Fleuve noir au souvenir d’un visage ;
Enfant-goutte bercée de lune blonde.
Masqué au cœur d’un brumeux paysage,
Pierrot décroche l’étoile du Monde.
Fresque, Venise aux paillettes sombres,
Valse dans la foule au sang carnaval ;
Les couleurs nocturnes des décombres,
Peignent la mort des lèvres estivales.
A bas le masque des regards de Lys !
Aux je t’aime vierges du vrai amour,
Jetez vos fleurs qui saignent d’un supplice !
Pierrot bouffon repart seul, le cœur lourd…
2007
Posté le 16.11.2007 par ceres
J’ai subi une chirurgie lexicale
Afin de punir tous les mots ennemis ;
Lavé mon cerveau en fond de cale
Par quelques vagues à l’âme endormie.
Vivante par cette cure des maux,
A désaimer le mal, songe dément,
A valser avec son propre écho,
Au rythme de nos silences amants.
J’ai maquillé son pauvre cœur en terre
De ma névrose en baisers, ivres.
Tremblantes nos lèvres sédentaires,
De ne pas avoir su, en nous, vivre.
Morte là-bas d’avoir enfin aimé,
Blottie contre mon rêve autiste,
Je dois choisir mon aube inhumée
Parmi une myriade de nuits tristes.
J’ai déguisé un soldat en poupée,
Déposé dans ses yeux des dentelles
Afin de fuir ses assauts à l’épée.
Transformé la plaie vive en sang pastel.
Morte-vivante dans mes cendres gelées
Quand le soleil bat dans sa poitrine,
A renier toutes nos étoiles brûlées
Par ses viriles envies assassines !
2007
Posté le 11.11.2007 par ceres
J’ai recousu à l’encre de mes larmes,
Le ciel aux fissures d’un cœur-personne;
Vaincu quand le regard a pris les armes,
A l’aube d’un silence au sang aphone.
Un canon épuisé sans poudre aux yeux
Pour pleurer ses morts, sombres épousailles
D’un été obscur à l’hiver soyeux,
Aux victoires démentes sans bataille.
J’ai guéri la blessure de tes flammes,
Au Parnasse d’une fleur pharaonne ;
Guerrière des fleuves où jaillit l’âme,
D’un trépas à la couleur de l’automne.
Une balle perdue entre nos veines
Et terre brûlée de l’éphémère enfance ;
A courir éperdue à perdre haleine,
Oublier qu’un sourire est une offense.
J’ai cicatrisé nos ombres solaires,
A l’azur noir d’un lacrymal orage ;
Visage stoïque aux rayons polaires,
Douleurs endormies en leur sarcophage.
2007
Posté le 02.11.2007 par ceres
A force de piocher la lune suzeraine
En baisers de mots imaginaires
Je fais des caresses muses souveraines
En mes saisons du cœur millénaire
A force d’engendrer des nuages romanesques
Contant leurs voyages aux fleurs ombragées
Les anges dans l’azur gigantesque
Boivent les larmes d’ombres âgées
A force de marcher sur un soleil glacé
Endormi dans la neige de mes veines
Les regards de ces méandres embrassées
S’étouffent harassés en trépas d’amen
A force de moudre le sable mouvant
En roses d’un désert sanguinaire
L’encre des abîmes conquérants
Esquissent des âmes sublunaires
A force de damner les silences marins
A voguer sur l’amer sommeil
Les rêves dans les jours souterrains
Ne sont que messages en bouteille
2007
Posté le 28.10.2007 par ceres
Exploration.
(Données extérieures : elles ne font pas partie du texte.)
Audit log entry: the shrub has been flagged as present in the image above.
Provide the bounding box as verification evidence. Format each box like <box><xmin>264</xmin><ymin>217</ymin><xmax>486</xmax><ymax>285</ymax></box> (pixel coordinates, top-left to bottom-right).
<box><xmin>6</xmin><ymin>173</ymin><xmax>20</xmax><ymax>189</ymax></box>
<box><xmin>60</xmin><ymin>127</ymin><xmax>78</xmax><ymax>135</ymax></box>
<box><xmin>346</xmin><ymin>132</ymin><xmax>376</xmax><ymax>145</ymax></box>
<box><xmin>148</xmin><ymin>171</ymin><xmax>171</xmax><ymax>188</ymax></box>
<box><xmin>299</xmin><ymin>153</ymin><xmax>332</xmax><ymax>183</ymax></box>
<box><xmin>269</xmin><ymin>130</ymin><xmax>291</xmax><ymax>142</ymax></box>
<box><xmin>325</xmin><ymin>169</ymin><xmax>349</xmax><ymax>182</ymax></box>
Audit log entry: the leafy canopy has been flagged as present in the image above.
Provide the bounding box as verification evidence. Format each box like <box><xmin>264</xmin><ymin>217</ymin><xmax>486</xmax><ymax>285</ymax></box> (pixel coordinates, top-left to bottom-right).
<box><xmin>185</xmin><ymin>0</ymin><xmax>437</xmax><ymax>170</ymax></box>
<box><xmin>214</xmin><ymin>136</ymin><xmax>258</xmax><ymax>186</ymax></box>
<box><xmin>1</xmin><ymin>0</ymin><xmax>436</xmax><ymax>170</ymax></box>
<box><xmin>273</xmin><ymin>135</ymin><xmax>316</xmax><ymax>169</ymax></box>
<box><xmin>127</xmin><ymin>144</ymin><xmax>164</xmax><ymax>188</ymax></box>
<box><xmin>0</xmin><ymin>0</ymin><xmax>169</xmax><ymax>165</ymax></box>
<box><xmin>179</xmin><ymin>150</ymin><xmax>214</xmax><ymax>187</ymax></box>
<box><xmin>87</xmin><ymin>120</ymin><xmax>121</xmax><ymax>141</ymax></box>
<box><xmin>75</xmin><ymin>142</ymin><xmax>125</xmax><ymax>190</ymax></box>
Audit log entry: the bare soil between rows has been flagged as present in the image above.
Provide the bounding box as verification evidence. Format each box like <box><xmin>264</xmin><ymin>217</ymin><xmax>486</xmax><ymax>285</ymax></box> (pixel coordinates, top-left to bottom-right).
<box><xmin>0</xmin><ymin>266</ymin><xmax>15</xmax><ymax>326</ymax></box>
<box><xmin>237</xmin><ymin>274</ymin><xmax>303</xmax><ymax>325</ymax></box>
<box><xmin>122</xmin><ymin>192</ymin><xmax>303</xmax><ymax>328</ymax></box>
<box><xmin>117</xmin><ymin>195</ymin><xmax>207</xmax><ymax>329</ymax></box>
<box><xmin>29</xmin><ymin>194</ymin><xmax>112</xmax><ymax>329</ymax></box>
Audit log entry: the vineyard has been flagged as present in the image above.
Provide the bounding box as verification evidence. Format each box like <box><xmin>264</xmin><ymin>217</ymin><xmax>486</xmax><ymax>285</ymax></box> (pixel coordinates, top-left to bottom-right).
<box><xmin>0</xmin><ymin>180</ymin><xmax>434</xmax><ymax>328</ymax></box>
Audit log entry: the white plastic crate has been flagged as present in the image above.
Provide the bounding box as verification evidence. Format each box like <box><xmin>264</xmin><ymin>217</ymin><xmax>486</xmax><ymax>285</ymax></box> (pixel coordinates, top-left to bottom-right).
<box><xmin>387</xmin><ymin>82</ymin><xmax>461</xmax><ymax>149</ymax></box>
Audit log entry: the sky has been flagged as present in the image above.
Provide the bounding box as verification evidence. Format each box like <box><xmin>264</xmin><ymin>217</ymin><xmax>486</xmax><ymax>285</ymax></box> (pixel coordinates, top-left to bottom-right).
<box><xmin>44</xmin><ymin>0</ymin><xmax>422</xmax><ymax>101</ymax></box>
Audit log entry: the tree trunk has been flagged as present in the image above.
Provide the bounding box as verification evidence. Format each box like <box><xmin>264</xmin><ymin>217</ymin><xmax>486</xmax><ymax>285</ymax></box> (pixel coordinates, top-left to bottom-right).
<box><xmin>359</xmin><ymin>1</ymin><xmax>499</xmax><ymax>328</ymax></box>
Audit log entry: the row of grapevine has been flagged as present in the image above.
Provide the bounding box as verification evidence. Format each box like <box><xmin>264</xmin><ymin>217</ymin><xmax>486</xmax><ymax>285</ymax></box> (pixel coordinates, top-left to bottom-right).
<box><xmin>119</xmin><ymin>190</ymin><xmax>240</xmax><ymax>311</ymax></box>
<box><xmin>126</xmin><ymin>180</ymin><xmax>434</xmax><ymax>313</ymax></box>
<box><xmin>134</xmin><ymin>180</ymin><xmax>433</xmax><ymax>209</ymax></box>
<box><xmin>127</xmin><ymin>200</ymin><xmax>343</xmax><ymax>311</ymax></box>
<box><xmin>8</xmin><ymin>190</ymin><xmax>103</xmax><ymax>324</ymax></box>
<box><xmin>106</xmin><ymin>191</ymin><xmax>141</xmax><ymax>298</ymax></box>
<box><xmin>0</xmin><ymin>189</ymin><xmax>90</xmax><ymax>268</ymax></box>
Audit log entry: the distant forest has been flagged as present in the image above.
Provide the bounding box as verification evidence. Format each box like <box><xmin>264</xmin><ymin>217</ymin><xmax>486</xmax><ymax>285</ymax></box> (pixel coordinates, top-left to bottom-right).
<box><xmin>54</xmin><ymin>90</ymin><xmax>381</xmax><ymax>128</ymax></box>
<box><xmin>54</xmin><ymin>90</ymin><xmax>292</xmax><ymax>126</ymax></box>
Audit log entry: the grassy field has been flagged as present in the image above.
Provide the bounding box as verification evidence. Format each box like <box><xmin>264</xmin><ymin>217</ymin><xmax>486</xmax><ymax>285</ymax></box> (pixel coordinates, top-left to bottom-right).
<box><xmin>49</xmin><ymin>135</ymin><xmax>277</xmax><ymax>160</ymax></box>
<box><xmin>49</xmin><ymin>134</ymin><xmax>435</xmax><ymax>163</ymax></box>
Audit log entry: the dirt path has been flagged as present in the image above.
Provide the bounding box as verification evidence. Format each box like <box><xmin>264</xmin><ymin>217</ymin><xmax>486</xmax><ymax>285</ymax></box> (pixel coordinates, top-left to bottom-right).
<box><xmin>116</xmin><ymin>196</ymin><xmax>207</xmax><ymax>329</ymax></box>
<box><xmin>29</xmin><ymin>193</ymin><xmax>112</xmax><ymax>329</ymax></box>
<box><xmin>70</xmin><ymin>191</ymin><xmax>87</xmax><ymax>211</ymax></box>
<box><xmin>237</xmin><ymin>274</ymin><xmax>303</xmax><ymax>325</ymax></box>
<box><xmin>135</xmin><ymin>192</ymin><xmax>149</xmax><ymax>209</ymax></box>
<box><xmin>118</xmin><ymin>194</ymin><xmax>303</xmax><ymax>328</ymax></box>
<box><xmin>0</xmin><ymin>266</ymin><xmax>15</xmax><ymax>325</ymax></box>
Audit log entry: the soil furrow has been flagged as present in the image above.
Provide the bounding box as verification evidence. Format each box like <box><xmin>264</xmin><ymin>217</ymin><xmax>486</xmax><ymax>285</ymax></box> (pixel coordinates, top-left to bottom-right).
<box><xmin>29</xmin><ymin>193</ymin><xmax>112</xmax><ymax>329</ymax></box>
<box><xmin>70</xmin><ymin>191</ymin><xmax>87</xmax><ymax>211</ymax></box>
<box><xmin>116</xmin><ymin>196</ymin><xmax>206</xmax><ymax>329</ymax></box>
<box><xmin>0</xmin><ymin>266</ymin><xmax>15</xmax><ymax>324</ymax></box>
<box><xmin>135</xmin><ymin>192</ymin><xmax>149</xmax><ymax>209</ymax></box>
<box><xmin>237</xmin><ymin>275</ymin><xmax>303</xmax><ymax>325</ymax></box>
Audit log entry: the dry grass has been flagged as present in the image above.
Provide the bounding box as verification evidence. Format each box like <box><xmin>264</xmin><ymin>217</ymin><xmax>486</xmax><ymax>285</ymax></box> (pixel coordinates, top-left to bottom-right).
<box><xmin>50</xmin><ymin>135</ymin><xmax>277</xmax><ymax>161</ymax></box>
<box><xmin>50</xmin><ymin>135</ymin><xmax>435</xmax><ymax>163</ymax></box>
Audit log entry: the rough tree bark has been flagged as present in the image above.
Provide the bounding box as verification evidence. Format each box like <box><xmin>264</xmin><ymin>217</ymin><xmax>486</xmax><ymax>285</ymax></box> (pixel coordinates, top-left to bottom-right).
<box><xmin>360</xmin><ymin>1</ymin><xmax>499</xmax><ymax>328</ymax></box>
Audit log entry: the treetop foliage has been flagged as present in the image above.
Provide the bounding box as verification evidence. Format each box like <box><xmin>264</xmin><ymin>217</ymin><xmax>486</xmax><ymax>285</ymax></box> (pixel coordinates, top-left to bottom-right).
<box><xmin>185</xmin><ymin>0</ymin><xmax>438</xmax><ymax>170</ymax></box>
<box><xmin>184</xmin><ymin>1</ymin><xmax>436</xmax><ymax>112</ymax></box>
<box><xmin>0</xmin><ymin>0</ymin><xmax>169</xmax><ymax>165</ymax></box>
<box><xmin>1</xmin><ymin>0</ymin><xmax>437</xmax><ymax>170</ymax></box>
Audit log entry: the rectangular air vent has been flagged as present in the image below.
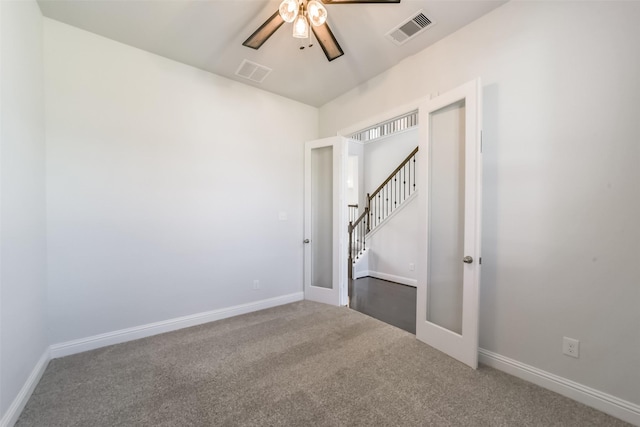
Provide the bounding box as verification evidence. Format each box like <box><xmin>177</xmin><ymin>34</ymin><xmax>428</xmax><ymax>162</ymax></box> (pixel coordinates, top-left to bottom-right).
<box><xmin>235</xmin><ymin>59</ymin><xmax>272</xmax><ymax>83</ymax></box>
<box><xmin>386</xmin><ymin>10</ymin><xmax>434</xmax><ymax>46</ymax></box>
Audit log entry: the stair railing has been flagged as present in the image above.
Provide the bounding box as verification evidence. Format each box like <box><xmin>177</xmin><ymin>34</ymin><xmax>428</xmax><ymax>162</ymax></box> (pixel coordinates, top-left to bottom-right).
<box><xmin>367</xmin><ymin>146</ymin><xmax>418</xmax><ymax>232</ymax></box>
<box><xmin>348</xmin><ymin>207</ymin><xmax>369</xmax><ymax>280</ymax></box>
<box><xmin>348</xmin><ymin>204</ymin><xmax>359</xmax><ymax>224</ymax></box>
<box><xmin>348</xmin><ymin>146</ymin><xmax>419</xmax><ymax>279</ymax></box>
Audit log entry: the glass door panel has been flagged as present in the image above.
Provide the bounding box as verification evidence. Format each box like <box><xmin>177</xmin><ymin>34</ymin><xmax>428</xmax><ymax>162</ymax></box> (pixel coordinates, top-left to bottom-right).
<box><xmin>311</xmin><ymin>146</ymin><xmax>333</xmax><ymax>289</ymax></box>
<box><xmin>427</xmin><ymin>101</ymin><xmax>466</xmax><ymax>334</ymax></box>
<box><xmin>416</xmin><ymin>78</ymin><xmax>482</xmax><ymax>369</ymax></box>
<box><xmin>304</xmin><ymin>136</ymin><xmax>346</xmax><ymax>306</ymax></box>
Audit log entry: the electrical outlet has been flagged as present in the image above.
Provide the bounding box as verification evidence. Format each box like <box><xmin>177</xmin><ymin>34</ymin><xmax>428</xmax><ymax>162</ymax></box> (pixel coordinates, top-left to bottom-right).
<box><xmin>252</xmin><ymin>280</ymin><xmax>260</xmax><ymax>290</ymax></box>
<box><xmin>562</xmin><ymin>337</ymin><xmax>580</xmax><ymax>358</ymax></box>
<box><xmin>409</xmin><ymin>263</ymin><xmax>415</xmax><ymax>271</ymax></box>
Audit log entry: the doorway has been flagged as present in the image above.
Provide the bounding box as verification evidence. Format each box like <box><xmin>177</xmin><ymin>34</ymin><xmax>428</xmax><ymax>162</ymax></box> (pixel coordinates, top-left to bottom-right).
<box><xmin>333</xmin><ymin>79</ymin><xmax>483</xmax><ymax>368</ymax></box>
<box><xmin>416</xmin><ymin>78</ymin><xmax>482</xmax><ymax>369</ymax></box>
<box><xmin>303</xmin><ymin>136</ymin><xmax>348</xmax><ymax>306</ymax></box>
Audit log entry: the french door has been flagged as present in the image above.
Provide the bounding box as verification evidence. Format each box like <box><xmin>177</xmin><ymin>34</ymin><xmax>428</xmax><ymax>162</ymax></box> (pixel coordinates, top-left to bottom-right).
<box><xmin>416</xmin><ymin>79</ymin><xmax>483</xmax><ymax>368</ymax></box>
<box><xmin>303</xmin><ymin>137</ymin><xmax>348</xmax><ymax>306</ymax></box>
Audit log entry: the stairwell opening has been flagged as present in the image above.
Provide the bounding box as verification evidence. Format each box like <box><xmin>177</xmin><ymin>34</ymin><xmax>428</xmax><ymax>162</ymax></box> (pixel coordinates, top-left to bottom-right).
<box><xmin>346</xmin><ymin>111</ymin><xmax>420</xmax><ymax>286</ymax></box>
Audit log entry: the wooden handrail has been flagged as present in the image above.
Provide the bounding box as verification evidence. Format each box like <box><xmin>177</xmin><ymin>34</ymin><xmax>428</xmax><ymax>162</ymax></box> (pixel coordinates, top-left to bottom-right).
<box><xmin>348</xmin><ymin>207</ymin><xmax>369</xmax><ymax>280</ymax></box>
<box><xmin>349</xmin><ymin>146</ymin><xmax>419</xmax><ymax>279</ymax></box>
<box><xmin>348</xmin><ymin>207</ymin><xmax>368</xmax><ymax>233</ymax></box>
<box><xmin>368</xmin><ymin>146</ymin><xmax>419</xmax><ymax>203</ymax></box>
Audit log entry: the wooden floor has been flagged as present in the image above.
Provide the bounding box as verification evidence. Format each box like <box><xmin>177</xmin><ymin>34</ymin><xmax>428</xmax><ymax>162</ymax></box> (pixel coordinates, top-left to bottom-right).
<box><xmin>349</xmin><ymin>276</ymin><xmax>416</xmax><ymax>334</ymax></box>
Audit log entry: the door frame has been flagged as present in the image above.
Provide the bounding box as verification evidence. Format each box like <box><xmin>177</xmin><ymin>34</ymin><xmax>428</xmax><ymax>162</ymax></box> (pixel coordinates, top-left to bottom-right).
<box><xmin>303</xmin><ymin>136</ymin><xmax>349</xmax><ymax>306</ymax></box>
<box><xmin>416</xmin><ymin>78</ymin><xmax>482</xmax><ymax>369</ymax></box>
<box><xmin>334</xmin><ymin>79</ymin><xmax>482</xmax><ymax>369</ymax></box>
Des corps à l’encre de nuit
Des Moi à moitié nus exposés
Dans les yeux de buveurs au puits
Des larmes en gouttes embrasées
Exportation. Des regards en silhouettes félines
Des Toi en toiles vierges discrètes
A répandre des soleils de grâce divine
Dans ma pénombre de carcasses secrètes
Explosion. Des baisers créés à la plume
Des Nous en nounours centenaires
Au sourire cassé que le temps exhume
Aux curieux d’euphorie imaginaire
Exploitation. Des mains à la cire de lune
Brûlées à l’obscurité des étreintes
Des rêves de notes à la lueur brune
Eteinte quand Nous est une fleur défunte
Exposition. Des amours en poussière de tiroir
Au je des maux emprunté à la fantaisie
Comme as sang sœur en mémoire
Qui montent et descendent au cœur-poésie
2007
Posté le 17.10.2007 par ceres
Il fait si noir en ce jour ensoleillé
Où les araignées tissent leur ciel
Avant de goûter la chair habillée
D’abîmes au goût de miel
Il fait si rouge sur ta peau au sel
Caressant les vagues sibyllines
Où chaque rêve sur leur balancelle
Surfe sur les stèles marines
Il fait si mauve dans tes yeux de nuit
Et les maux velus de soifs hadales
Nagent ivres vers le pertuis
D’orgasmes aux ombres féodales
Il fait si blond dans ta crinière de lune
Aux chemins parsemés de mousse
Sur le désert souverain des runes
A déchiffrer tes agonies aigre-douces
Il fait si rose dans ton sommeil fauve
Et ton hâle colle au visage d’été
Où fleurs délivrent parfums d’alcôve
Au bourbon d’une reine chasteté
Il fait si bleu en ton cœur vacillant
Couronné d'extases joyeuses
En philtre d’amour ondoyant
Où s’achètent couleurs capiteuses
2007
Posté le 15.10.2007 par ceres
Ô capitaine à l’épave verbale
Nageant dans ses os nombrilistes !
Ô matelot de ses mers en fuite
Ruisselant masculines épopées !
Ô moussaillon des navires perdus
Dans son miroir flottant de lune !
Ô cœur d’écume de dunes salées
Aux états dames soumises, captives…
Du fond abyssal où tu l’avais jetée
Se lève la femme à l’hydre sentencieuse
Et déchirant son voile face à tes armées
De nains pétrifiés, se lève glorieuse :
Ô petit con rivé à la Terre enflée
Du cratère au cerveau noyé dans la vase
De fleurs sous-marines trop souvent fanées
Sous les coups incisifs de tes phrases…Egotiste !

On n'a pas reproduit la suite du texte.